NIR-II Imaging

Explore the latest advances, challenges, and innovations driving NIR-II in vivo imaging forward.

NIR-II Imaging

When to Use NIR-II and When Not To

NIR-II imaging is not simply a longer-wavelength alternative to NIR-I. It enables specific biological questions to be addressed that are difficult, or impossible, to resolve with shorter wavelengths. At the same time, some applications remain better served by bioluminescence. A strategic modality decision begins with the biological endpoint.

Summary

NIR-II imaging (1000–1700 nm) offers superior penetration depth and reduced photon scattering compared to traditional NIR-I and visible wavelengths, making it ideal for deep-tissue visualization, real-time drug distribution studies, and cardiovascular mapping in preclinical research.

The most informative studies increasingly combine both modalities : bioluminescence for molecular sensitivity + NIR-II for deep anatomical context, enabling researchers to correlate biological activity with structural and pharmacological distribution in the same imaging session.

However, bioluminescence remains unmatched for detecting molecular processes and gene expression due to its extremely low background and high sensitivity for small cell populations.

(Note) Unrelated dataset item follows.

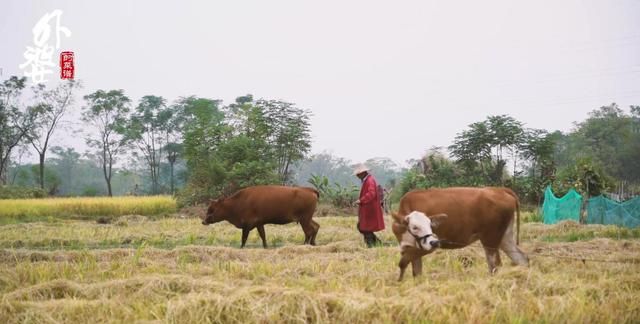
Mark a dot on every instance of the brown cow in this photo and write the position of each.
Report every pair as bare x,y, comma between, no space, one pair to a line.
255,206
458,217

  • Choose NIR-II for: depth, scattering reduction, vascular resolution, drug distribution clarity
  • Choose bioluminescence for: molecular sensitivity, low cell detection, gene expression reporting

When to use NIR-II

1 - Deep-tissue imaging where scattering limits NIR-I

NIR-II (1000–1700 nm) significantly reduces photon scattering and tissue autofluorescence.

Use NIR-II when:

  • Monitoring liver, pancreas, or brain targets
  • Imaging deep orthotopic tumors
  • Studying biodistribution in metabolically active organs
  • Working in larger animal models

For these applications, improved penetration depth directly improves interpretability and quantification.

2 - Real-time drug distribution and metabolic imaging

NIR-II is particularly well suited for:

  • Real-time pharmacokinetics
  • Dynamic biodistribution studies
  • Monitoring probe clearance pathways
  • Imaging metabolic organ perfusion
  • Reduced background and higher deep-organ contrast enable clearer visualization of drug accumulation and washout kinetics

For translational research and preclinical drug development, this can provide a more accurate understanding of tissue targeting and systemic exposure.

3 - Cardiovascular mapping

The reduced scattering in NIR-II allows improved visualization of:

  • Vascular architecture
  • Microvascular perfusion
  • Cardiac and cerebral blood flow patterns
  • Real-time vascular dynamics

For high-speed imaging of vascular filling or contrast agent propagation, NIR-II provides improved vessel delineation in deep tissue compared to NIR-I.

4 - Probe development and validation

NIR-II is increasingly used in the development of:

  • Organic long-wavelength fluorophores
  • Rare-earth nanoparticles
  • Small-molecule NIR-II dyes
  • Targeted conjugates

NIR-II platforms allow proper evaluation of probe brightness, targeting specificity, and clearance.

When bioluminescence is a better choice

While NIR-II excels in deep-tissue structural and distribution imaging, bioluminescence remains unmatched in sensitivity for certain molecular processes.

Detection of molecular and cellular activity

Bioluminescence offers:

  • Extremely low background
  • High sensitivity for small cell populations
  • Direct reporting of gene expression
  • Monitoring of promoter activity
  • Early tumor cell detection

For studies focused on cellular viability, molecular signaling, or reporter gene expression, bioluminescence often provides superior sensitivity compared to fluorescence modalities.

When to combine modalities

Increasingly, the most informative studies use both bioluminescence and NIR-II modalities together.

  • Bioluminescence → unrivalled sensitivity for molecular processes
  • NIR-II → deep-tissue anatomical and biodistribution visualization
  • Optional NIR-I → targeted superficial imaging

Example workflow:

  • Luciferase reports tumor viability
  • NIR-II probe maps drug accumulation in deep tumor mass
  • Anatomical overlay improves spatial interpretation

This combination allows researchers to correlate biological activity with structural and pharmacological distribution in the same animal, in the same imaging session.

When NIR-II may not be necessary

  • Superficial subcutaneous models
  • Early screening studies focused solely on viability
  • High-throughput assays where deep visualization is not required
  • Experiments using well-validated NIR-I probes with sufficient depth

In these cases, system complexity may not add scientific value.

Decision framework

Choose NIR-II when the limiting factor is:

  • Depth
  • Scattering
  • Autofluorescence
  • Vascular resolution
  • Drug distribution clarity

Choose bioluminescence when the limiting factor is:

  • Sensitivity
  • Detection of low cell numbers
  • Gene expression reporting

Combine modalities when the study requires both molecular sensitivity and deep anatomical context.